Menegakkan Keadilan Hukum dengan Nurani

Keadilan sering dimaknai dengan al musawah (persamaan) dan al qisth (seimbang). Inilah salah satu sendi ajaran Islam. Dalam bidang hukum, keadilan mesti mencakup semua orang tanpa terkecuali. Rasulullah dalam sebuah kesempatan dengan tegas mengungkapkan. “Demi Allah, seandainya Fatimah binti Muhammad mencuri, akan aku potong tangannya." (HR Muttafaq 'alaih). Pernyataan yang mengisyaratkan tidak ada seorang pun yang kebal hukum, termasuk keluarga Rasulullah.


Bahkan seorang pun harus berlaku adil terhadap dirinya sendiri, “Wahai orang-orang yang beriman, jadilah kamu orang yang benar-benar menegakkan keadilan, menjadi saksi karena Allah biarpun terhadap dirimu sendiri atau ibu bapa dan kaum kerabatnu.” (An Nisaa’ [4]: 135)

Kebencian terhadap suatu kaum, tidak bisa dijadikan alasan mengabaikan keadilan. “Dan janganlah sekali-kali kebencianmu pada suatu kaum, mendorong kamu untuk berlaku tidak adil.

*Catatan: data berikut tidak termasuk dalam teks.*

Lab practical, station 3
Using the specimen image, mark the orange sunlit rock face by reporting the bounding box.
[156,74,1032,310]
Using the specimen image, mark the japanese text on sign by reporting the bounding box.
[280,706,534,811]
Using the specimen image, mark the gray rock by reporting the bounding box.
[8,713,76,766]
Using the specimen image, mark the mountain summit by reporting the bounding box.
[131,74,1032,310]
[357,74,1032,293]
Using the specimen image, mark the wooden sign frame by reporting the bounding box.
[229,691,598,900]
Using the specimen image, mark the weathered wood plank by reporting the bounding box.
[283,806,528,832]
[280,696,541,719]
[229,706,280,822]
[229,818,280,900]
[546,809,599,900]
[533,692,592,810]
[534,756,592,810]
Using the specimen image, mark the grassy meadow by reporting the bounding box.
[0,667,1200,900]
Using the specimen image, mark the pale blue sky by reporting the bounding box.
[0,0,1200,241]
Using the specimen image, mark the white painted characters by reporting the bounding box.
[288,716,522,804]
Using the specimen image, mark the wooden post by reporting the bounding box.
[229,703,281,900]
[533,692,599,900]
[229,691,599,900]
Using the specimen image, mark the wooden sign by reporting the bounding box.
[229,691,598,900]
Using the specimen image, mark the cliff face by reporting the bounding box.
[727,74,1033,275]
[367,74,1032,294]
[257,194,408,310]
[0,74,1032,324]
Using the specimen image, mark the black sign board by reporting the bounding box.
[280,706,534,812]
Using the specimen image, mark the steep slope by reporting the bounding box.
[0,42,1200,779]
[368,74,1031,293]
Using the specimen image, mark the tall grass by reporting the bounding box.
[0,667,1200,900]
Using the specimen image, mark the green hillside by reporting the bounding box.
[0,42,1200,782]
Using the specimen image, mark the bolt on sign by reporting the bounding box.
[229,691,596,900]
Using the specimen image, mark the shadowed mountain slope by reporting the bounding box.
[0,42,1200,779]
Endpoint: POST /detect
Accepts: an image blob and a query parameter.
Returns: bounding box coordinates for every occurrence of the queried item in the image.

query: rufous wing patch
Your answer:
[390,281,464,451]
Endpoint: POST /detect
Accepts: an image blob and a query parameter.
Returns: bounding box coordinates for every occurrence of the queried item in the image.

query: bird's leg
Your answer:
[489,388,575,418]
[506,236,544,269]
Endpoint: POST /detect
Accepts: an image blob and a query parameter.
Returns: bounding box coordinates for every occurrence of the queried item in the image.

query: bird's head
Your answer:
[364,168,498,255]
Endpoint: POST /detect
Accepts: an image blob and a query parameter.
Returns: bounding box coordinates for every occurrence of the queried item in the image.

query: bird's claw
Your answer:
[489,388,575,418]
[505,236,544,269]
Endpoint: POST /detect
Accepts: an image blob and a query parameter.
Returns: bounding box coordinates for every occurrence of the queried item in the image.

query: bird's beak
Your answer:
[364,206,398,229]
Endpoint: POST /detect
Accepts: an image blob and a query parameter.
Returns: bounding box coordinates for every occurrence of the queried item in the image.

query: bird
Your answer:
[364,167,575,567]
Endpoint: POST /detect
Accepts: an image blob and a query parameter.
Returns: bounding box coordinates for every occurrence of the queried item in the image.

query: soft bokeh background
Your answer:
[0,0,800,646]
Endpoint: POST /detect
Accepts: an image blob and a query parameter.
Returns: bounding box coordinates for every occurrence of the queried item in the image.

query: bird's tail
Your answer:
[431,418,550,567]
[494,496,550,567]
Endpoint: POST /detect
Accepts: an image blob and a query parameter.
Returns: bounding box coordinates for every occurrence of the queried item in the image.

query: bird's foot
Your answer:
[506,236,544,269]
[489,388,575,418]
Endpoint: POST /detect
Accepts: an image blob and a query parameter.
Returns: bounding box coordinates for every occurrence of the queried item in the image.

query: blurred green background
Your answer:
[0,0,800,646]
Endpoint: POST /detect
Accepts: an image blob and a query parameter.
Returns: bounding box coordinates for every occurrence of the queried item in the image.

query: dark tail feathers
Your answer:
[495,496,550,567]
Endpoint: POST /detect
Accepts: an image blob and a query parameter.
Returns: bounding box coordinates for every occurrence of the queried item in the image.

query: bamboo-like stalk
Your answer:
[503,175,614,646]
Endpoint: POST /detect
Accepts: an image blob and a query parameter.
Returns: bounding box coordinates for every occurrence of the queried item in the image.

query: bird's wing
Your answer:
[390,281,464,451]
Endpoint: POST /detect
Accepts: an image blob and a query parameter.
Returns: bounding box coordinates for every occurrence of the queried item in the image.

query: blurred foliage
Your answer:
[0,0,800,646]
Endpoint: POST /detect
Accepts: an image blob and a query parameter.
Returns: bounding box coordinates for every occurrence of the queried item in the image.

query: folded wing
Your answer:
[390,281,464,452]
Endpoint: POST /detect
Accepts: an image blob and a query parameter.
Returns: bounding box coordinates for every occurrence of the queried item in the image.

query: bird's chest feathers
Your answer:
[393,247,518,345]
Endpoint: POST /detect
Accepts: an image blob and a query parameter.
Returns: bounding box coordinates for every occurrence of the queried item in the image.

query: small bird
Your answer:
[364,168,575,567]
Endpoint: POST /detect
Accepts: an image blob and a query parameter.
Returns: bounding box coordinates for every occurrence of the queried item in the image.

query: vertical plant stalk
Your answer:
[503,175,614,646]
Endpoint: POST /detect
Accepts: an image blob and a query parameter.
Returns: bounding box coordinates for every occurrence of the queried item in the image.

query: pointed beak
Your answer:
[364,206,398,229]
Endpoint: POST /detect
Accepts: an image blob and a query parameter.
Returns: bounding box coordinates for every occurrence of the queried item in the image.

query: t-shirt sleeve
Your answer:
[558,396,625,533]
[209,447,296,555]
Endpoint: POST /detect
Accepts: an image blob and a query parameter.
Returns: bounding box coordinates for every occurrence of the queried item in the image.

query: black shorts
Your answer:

Berlaku adillah karena adil itu lebih dekat kepada taqwa.” (Al Maidah [5]: 8)

Tetapi keadilan hukum menurut Islam tidak terpancang sepenuhnya terhadap teks perundangan yang telah ditetapkan dengan mengabaikan hati nurani dan rasa kemanusiaan. Islam memandang perlu merunut sebab seorang melanggar hukum. Seorang pencuri yang terbukti bersalah menurut Islam diberi hukuman potong tangan. Meski demikian harus ditelusuri apa penyebab ia mencuri. Jika itu dilakukan semata untuk mengatasi kelaparan, maka ia bisa di bebaskan. Demikianlah keadilan hukum diwujudkan dengan menyeluruh. Mempertimbangkan berbagai aspek yang berkaitan.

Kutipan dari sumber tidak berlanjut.